How to remove wallpaper
You are probably aware that when you apply new wallpaper, it is much better to do this once any old wall covering has been removed. This is especially true if the old wallpaper is peeling or otherwise damaged, as new wallpaper sticks to smooth, clear surfaces much better. So how should you go about removing the old wallpaper?
Sometimes this will be a very easy task; if the wallpaper is peeling considerably then it might take little more than a good yank to peel it from the wall. However, it isn’t always this straightforward and so you are likely to need to take a little more care over the process.
The first thing you need to do is to check whether your current wallpaper is what is known as ‘strippable’ wallpaper. You can check this by carefully peeling back a corner of the paper. If it comes away easily then it is most likely strippable and you should be able to peel it from the wall with a steady pressure. However, if it doesn’t come away from the wall easily, you will need to use a different method to remove the wallpaper.
One popular option is to take a sharp knife or a paper stripper, which you can buy at most DIY stores, and carefully make slits in your wallpaper at regular intervals. These intervals should be roughly every 10 inches. Once this has been done you can then use a liquid wallpaper remover or warm soapy water – apply this to the wall and allow it to get behind the paper through the slits that you have made. A sponge is usually a good tool to use to apply the solution, or you could alternatively use a spray bottle.
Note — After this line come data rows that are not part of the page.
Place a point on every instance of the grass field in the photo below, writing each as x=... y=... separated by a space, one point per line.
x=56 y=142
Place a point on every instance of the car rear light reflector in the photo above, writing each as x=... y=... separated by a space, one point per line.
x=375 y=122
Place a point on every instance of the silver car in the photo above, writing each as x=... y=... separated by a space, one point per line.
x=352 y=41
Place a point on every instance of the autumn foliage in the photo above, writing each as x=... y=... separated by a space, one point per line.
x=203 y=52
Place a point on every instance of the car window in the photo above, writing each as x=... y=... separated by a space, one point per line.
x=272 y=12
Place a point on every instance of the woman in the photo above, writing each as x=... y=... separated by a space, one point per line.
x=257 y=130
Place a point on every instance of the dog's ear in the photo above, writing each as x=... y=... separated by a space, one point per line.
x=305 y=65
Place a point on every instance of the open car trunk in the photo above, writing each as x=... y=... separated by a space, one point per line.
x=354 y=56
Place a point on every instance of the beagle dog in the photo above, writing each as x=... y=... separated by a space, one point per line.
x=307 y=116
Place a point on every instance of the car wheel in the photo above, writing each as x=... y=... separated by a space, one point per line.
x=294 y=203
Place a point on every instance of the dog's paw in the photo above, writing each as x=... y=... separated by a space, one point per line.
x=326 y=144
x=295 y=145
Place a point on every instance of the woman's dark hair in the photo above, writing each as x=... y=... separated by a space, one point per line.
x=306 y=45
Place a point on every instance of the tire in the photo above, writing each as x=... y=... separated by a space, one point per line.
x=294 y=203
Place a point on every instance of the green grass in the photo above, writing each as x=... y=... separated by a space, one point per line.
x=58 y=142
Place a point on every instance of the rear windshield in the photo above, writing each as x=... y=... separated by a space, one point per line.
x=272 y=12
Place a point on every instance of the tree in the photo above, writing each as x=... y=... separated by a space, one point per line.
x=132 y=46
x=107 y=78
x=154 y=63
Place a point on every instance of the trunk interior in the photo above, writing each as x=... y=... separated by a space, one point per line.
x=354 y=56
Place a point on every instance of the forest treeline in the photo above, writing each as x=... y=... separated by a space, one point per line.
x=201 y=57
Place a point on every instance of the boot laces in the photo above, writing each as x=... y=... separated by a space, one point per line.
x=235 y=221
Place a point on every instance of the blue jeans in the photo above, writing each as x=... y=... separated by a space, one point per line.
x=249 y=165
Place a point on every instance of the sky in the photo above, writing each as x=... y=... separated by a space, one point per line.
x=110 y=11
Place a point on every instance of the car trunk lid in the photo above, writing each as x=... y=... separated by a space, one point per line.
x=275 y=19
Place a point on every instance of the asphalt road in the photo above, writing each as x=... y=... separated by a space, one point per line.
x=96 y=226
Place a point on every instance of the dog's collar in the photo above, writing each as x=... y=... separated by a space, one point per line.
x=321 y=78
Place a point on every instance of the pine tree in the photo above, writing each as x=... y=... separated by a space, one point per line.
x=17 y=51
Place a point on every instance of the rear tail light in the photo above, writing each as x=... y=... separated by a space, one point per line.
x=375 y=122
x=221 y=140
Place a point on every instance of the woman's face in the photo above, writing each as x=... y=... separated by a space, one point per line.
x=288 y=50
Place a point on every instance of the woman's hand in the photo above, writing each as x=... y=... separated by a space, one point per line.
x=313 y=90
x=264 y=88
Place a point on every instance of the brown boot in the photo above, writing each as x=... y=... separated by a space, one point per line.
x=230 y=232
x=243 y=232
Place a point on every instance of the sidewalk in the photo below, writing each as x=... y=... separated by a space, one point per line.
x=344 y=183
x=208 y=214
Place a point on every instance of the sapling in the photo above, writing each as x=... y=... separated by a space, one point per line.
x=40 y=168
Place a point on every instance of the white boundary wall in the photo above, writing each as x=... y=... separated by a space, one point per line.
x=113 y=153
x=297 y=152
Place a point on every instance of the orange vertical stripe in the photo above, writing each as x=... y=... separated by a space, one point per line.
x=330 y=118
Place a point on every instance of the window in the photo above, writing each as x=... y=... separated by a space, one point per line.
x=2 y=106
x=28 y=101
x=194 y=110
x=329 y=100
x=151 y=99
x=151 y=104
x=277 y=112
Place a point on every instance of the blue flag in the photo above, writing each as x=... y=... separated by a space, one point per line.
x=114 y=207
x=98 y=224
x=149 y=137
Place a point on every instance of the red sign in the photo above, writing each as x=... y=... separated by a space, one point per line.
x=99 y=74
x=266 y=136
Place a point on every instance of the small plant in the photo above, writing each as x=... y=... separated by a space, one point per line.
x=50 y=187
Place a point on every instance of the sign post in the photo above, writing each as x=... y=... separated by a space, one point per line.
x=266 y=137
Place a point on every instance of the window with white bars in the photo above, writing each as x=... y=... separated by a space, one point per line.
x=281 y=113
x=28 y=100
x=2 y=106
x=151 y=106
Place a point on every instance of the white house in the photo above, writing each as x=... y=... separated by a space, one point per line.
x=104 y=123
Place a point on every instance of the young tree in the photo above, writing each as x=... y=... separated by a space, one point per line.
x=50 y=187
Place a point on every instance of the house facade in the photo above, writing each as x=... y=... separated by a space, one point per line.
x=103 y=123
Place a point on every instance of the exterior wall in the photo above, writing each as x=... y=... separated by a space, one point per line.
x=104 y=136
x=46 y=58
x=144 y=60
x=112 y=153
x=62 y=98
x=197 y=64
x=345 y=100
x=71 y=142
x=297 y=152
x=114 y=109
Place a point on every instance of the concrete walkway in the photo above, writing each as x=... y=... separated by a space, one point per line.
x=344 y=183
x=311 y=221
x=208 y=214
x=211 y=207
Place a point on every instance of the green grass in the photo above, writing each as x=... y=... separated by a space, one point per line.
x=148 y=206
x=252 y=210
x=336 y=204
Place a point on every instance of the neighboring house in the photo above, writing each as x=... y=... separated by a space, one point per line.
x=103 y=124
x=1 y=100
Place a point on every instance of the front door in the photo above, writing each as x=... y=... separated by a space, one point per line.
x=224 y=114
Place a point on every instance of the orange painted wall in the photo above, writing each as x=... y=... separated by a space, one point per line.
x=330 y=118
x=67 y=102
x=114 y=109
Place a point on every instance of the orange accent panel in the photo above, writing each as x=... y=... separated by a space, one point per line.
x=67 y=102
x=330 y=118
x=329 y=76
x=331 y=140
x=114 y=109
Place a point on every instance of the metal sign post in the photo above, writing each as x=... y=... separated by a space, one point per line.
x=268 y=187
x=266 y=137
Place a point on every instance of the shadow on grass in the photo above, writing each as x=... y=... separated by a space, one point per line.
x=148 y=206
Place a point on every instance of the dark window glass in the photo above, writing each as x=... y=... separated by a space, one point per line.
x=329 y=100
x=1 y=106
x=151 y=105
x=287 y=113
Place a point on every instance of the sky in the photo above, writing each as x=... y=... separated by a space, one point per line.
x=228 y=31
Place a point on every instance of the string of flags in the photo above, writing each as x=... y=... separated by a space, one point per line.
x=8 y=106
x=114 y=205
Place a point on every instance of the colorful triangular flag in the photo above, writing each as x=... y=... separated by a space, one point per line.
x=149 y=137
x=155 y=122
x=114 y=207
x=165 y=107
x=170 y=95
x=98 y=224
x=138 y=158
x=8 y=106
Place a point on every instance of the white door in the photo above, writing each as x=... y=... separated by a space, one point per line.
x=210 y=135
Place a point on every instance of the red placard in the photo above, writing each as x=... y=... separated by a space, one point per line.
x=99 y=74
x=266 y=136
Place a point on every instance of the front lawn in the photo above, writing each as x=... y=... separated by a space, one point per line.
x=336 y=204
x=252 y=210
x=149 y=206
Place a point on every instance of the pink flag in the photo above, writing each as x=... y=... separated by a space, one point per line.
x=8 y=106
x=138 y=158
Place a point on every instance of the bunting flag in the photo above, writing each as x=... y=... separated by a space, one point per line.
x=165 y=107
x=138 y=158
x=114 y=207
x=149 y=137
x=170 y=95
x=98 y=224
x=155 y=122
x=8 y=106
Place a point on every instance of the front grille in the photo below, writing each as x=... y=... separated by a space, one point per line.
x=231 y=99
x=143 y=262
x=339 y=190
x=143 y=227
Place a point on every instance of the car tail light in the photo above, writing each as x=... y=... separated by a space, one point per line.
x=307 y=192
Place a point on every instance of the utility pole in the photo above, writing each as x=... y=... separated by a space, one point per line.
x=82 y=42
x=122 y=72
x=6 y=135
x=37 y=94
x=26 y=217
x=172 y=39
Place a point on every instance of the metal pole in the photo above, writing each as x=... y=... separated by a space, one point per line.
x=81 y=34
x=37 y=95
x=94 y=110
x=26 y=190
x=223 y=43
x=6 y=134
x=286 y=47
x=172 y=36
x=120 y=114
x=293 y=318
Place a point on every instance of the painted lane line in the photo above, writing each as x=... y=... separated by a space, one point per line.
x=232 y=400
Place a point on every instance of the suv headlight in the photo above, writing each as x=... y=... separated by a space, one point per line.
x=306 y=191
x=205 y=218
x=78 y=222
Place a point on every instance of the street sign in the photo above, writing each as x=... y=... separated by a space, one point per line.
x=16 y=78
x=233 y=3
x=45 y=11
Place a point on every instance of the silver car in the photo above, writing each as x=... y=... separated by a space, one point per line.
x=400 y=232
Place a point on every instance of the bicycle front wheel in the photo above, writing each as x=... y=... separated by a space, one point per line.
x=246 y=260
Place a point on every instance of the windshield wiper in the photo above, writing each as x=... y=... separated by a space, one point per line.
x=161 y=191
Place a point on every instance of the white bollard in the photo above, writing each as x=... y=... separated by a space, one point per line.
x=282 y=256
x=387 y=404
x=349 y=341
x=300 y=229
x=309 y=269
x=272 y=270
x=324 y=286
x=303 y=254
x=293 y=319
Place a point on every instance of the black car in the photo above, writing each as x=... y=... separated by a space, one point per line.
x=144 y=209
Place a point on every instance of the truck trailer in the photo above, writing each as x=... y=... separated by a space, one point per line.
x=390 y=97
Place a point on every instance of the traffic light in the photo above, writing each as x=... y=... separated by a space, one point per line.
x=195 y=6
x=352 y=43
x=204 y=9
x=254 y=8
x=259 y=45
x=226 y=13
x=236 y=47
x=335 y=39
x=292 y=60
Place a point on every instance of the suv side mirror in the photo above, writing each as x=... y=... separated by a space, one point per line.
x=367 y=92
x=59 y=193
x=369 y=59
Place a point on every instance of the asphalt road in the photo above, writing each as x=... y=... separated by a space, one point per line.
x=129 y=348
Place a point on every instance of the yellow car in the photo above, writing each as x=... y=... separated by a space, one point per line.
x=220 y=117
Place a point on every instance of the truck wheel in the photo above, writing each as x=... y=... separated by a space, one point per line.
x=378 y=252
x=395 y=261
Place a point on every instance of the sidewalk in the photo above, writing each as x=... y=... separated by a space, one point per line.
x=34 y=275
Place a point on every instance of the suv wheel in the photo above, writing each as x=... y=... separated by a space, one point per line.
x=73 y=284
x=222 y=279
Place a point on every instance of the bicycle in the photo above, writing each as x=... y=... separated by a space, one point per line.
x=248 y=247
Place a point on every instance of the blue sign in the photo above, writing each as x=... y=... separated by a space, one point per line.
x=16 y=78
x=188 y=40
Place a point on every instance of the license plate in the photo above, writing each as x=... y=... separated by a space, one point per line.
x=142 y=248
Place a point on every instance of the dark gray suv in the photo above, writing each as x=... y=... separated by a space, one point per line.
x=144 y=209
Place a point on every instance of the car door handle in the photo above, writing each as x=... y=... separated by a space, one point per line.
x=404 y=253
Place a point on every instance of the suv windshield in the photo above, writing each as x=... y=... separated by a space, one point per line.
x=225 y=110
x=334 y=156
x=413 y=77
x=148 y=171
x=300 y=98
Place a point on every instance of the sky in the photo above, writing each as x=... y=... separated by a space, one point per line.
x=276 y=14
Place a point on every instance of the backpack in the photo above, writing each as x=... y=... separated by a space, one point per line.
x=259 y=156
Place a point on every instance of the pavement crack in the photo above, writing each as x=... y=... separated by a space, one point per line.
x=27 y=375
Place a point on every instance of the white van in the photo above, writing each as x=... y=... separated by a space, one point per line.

One tip for this is to wear a mask over your nose and mouth to minimise the risk of inhaling any chemicals. You might also need to wet the wallpaper a couple of times before you are able to remove it. In terms of removal, a flexible scraper is a good choice. Slide the blade under one of the slits you made in the paper and push it upwards to start removing the paper. You might find that you need to resoak some of the paper as you go along so that it stays easy to remove.
However, if your walls are made of drywall – don’t wet them at all. Instead, make the slits in the same way and just use those as a guide for your wallpaper scraper and you should hopefully get the same results. Some walls, though, are trickier than others. For example, woodchip can often be very hard to remove and so you might need to use a wallpaper steamer to remove it.
Steaming off wallpaper
You can usually hire a wallpaper steamer from electrical rental outlets. You will need to heat up the steamer before use; when it is hot, you can hold the plate against the wall. After a few moments, the paper should start to darken with moisture. Once you’ve steamed a good portion of the strip, use a wallpaper scraper to take the paper off the walls – just remember you might need to steam the same area a couple of times to dislodge the adhesive.